Emergenza Covid-19 Nicastrini: “Non promulghiamo panico ed evitiamo isterismi, solo uniti si può vincere il bastardo”

VITERBO – “Quanto stiamo vivendo nel nostro paese ma anche globalmente dovrebbe far comprendere senza ombre di dubbio che questo è un nemico dove bisogna combattere soprattutto con razionalità e massima serietà, senza divisioni e tanto meno azioni che possano comportare ulteriori problemi.

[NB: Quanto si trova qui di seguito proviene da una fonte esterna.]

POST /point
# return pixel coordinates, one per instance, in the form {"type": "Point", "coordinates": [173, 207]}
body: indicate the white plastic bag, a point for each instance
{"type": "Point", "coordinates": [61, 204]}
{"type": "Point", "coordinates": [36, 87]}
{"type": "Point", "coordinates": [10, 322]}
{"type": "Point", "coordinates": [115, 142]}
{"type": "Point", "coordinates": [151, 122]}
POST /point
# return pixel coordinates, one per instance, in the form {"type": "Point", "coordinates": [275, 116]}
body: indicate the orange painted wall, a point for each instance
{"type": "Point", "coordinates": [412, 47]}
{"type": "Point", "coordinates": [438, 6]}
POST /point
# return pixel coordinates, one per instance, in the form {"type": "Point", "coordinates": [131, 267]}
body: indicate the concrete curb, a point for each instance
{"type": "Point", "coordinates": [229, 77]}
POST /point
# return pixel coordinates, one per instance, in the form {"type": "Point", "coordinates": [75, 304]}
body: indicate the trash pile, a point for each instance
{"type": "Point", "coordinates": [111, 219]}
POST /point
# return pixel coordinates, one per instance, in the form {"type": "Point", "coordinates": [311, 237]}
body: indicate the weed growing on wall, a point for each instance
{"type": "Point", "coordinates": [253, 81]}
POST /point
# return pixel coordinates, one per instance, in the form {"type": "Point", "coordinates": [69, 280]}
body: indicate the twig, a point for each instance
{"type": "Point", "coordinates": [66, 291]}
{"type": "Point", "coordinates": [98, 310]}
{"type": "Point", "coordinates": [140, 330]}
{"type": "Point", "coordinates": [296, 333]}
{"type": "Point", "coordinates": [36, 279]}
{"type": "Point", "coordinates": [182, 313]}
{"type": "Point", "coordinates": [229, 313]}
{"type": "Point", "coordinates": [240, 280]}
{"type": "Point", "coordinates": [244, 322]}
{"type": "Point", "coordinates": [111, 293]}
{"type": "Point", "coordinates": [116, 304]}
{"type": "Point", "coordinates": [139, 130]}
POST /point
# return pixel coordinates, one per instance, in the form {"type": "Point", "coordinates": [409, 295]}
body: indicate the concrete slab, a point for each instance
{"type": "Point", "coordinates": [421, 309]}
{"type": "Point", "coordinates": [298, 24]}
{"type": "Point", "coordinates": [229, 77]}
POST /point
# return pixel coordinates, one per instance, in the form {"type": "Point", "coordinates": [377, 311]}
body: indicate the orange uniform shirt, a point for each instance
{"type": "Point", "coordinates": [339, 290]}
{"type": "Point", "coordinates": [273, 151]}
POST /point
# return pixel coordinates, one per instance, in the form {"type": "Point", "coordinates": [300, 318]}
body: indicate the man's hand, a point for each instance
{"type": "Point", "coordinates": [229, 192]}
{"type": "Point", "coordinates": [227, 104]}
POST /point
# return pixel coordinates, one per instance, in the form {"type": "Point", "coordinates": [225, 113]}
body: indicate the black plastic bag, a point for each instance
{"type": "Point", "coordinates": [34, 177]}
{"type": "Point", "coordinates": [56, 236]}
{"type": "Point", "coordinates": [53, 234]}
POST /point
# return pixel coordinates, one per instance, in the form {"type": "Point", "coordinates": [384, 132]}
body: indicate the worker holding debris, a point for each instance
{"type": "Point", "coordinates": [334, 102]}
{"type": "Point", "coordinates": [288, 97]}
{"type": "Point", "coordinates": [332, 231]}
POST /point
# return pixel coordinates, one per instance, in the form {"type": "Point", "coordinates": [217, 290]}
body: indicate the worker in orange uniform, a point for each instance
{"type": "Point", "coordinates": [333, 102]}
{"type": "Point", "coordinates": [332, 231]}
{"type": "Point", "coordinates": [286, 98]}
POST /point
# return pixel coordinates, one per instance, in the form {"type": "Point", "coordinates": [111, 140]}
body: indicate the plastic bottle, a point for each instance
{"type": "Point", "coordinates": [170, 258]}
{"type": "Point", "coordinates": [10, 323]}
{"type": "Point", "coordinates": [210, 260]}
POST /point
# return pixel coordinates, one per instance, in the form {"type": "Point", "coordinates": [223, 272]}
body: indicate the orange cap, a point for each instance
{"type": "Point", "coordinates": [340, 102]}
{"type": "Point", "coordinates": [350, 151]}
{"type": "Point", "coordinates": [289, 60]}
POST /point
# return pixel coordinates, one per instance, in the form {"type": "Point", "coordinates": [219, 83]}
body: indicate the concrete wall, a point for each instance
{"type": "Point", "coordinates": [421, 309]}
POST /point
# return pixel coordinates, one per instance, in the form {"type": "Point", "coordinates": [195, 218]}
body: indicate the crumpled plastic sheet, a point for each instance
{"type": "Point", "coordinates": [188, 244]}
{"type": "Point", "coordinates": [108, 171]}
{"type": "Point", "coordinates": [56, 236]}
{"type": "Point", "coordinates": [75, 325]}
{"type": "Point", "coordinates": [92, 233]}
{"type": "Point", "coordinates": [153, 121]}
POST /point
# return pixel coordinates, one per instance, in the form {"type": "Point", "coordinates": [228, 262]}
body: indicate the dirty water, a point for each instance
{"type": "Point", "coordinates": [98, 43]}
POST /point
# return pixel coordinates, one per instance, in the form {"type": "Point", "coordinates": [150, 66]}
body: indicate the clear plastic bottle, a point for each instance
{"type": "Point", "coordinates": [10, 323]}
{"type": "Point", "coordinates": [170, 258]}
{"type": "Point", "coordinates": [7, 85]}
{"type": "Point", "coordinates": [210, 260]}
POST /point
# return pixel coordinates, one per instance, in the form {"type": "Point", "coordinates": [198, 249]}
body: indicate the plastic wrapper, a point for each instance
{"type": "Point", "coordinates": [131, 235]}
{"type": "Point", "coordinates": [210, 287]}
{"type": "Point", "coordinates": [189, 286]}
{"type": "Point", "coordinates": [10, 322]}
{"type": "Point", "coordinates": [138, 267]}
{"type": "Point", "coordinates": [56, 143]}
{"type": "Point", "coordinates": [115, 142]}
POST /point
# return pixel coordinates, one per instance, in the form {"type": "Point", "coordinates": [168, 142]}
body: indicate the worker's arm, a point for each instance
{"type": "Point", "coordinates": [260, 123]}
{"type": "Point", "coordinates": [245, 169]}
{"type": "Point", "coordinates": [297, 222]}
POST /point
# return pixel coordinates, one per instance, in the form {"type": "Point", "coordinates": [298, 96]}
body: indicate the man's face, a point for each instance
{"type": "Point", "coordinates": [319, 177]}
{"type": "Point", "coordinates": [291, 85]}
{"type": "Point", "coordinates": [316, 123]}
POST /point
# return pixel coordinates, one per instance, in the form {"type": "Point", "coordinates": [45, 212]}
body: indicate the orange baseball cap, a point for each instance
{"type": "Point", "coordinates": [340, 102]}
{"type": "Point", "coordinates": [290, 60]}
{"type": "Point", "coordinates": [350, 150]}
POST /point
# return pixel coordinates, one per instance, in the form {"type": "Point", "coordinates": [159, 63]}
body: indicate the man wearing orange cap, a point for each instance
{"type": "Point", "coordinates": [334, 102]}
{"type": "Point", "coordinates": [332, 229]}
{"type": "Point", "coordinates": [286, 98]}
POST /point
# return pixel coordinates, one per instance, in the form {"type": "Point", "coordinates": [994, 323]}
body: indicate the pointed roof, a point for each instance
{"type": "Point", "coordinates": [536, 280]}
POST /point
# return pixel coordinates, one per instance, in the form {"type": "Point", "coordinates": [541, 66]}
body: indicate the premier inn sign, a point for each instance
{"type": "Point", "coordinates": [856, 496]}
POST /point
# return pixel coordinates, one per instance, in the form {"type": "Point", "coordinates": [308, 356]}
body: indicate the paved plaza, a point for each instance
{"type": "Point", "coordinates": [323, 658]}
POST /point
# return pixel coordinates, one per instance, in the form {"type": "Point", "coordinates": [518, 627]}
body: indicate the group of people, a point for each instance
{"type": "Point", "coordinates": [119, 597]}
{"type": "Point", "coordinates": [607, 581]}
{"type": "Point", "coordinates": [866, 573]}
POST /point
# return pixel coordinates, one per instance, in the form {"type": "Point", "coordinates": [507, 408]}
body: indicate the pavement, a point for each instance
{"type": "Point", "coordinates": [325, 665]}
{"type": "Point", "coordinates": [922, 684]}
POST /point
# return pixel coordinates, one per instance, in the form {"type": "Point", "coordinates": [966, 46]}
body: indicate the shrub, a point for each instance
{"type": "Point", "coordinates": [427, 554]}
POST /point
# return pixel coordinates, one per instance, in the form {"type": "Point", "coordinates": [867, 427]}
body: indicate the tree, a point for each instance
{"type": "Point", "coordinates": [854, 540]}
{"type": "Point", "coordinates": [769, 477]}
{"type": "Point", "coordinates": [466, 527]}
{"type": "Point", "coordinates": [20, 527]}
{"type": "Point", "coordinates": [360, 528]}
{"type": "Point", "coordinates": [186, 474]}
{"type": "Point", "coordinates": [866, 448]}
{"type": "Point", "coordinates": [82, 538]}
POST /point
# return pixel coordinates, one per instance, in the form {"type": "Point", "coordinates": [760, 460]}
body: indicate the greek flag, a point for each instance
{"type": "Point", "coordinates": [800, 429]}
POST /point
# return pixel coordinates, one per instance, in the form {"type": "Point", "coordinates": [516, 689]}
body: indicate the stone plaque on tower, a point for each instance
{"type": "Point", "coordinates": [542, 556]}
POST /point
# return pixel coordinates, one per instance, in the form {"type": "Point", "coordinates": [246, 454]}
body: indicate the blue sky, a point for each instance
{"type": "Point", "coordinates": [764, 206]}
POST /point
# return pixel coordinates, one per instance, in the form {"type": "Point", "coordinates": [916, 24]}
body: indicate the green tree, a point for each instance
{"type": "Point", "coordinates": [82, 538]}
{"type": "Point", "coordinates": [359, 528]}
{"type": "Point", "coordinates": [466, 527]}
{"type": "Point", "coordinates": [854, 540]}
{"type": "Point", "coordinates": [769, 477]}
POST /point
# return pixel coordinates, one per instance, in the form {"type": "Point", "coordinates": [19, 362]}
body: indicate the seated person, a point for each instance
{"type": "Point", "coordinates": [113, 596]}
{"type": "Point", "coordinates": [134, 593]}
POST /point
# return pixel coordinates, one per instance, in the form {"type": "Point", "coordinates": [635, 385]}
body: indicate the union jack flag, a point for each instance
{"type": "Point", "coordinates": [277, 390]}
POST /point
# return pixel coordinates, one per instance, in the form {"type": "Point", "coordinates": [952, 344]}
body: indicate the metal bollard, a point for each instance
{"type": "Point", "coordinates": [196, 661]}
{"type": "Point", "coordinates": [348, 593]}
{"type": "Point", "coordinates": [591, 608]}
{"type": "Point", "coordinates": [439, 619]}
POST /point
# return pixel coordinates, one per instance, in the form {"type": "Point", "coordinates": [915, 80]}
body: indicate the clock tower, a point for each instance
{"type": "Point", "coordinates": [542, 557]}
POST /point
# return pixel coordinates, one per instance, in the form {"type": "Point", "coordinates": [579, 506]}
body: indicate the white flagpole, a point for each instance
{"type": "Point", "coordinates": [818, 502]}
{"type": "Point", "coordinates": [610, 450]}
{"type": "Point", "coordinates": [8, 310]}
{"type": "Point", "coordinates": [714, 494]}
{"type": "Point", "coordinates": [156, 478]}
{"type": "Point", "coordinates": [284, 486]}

Prendiamo esempio dai medici, infermieri e operatori sanitari che in prima linea dove la morte e visibile ogni minuto, mettendo a rischio la loro e purtroppo già si contano decine di casi anche mortali la quale pongo tutto il mio ringraziamento e sostegno al durissimo momento cui stanno vivendo, vedendo giorno per giorno situazioni strazianti ai loro occhi.
A questi che dobbiamo guardare NOI della Polizia Penitenziaria e comprendere che non abbiamo soluzioni nel merito.
Stiamo combattendo ad armi impari tutti senza alcuna possibilità di difesa se non le dovute precauzioni che sono state indicate e messe in atto.
E’ vero che non abbiamo adeguati strumenti anzi addirittura non sono ancora presenti per molti, ma questo lo abbiamo denunciato, dopo di che non possiamo sottrarci al nostro dovere seppur’ e anche logico avere paura per noi e per i nostri cari che abbiamo a casa.
Svolgiamo anche noi come tanti altri servitori dello Stato e non un compito delicato dove oggi siamo chiamati a dover adempiere mantenendo il massimo rigore nel servizio e nella vita quotidiana, evitando nel limite del possibile promulgare panico e isterismi che non portano a nulla.
Non intendiamo sottrarci ad evidenziare i problemi che si hanno nell’ambito del nostro duro lavoro, soprattutto per chi in prima linea a contatto diretto con la popolazione detenuta anch’essa scossa di quanto avviene fuori dalle loro celle.
Purtroppo questo non ci rende immuni possibilità di contagio del patogeno più “bastardo” dell’era moderna e dove già in qualche modo possiamo anche noi contare “isolamenti precauzionali”, “positività accertate” e anche “decessi già avvenuti”. Dobbiamo anche evidenziare che ci sono anche guarigioni ultime che seppur ci rende felici non è ancora finita la possibilità di ricadute.
Siamo certi che nel limite delle possibilità tutti quelli che sono in prima linea dei nostri colleghi compresi Direttori, Medici e altri operatori ce la stanno mettendo tutta per rispondere a questa guerra in atto mantenendo sempre comunque un profilo sereno perché non si produca panico ed isterismo negli ambienti di lavoro già in difficoltà per quanto già accaduto e non intendiamo pertanto esimerci dal mantenere anche noi questo andamento.
Se ci sono casi e in queste ore ce ne sono tanti nel paese che vengono alla luce siamo sicuri che chiunque avrà la responsabilità di dover seguire i casi lo farà nel rispetto di tutti e noi come rappresentanti sindacali in primis dobbiamo svolgere a loro fianco la stessa parsimonia evitando di cadere in facili atteggiamenti poco consoni al momento attuale perché lo dobbiamo soprattutto ai nostri colleghi che sono nelle sezioni a svolgere un compito altrettanto delicato.”
L’unico strumento per combatterlo e unirci in unico corpo perché si possa sconfiggere anche le paure che il “bastardo” già da settimane ha incuneato nella mente di tutti noi.
Uniti si può vincere, da soli non si va da nessuna parte!!!”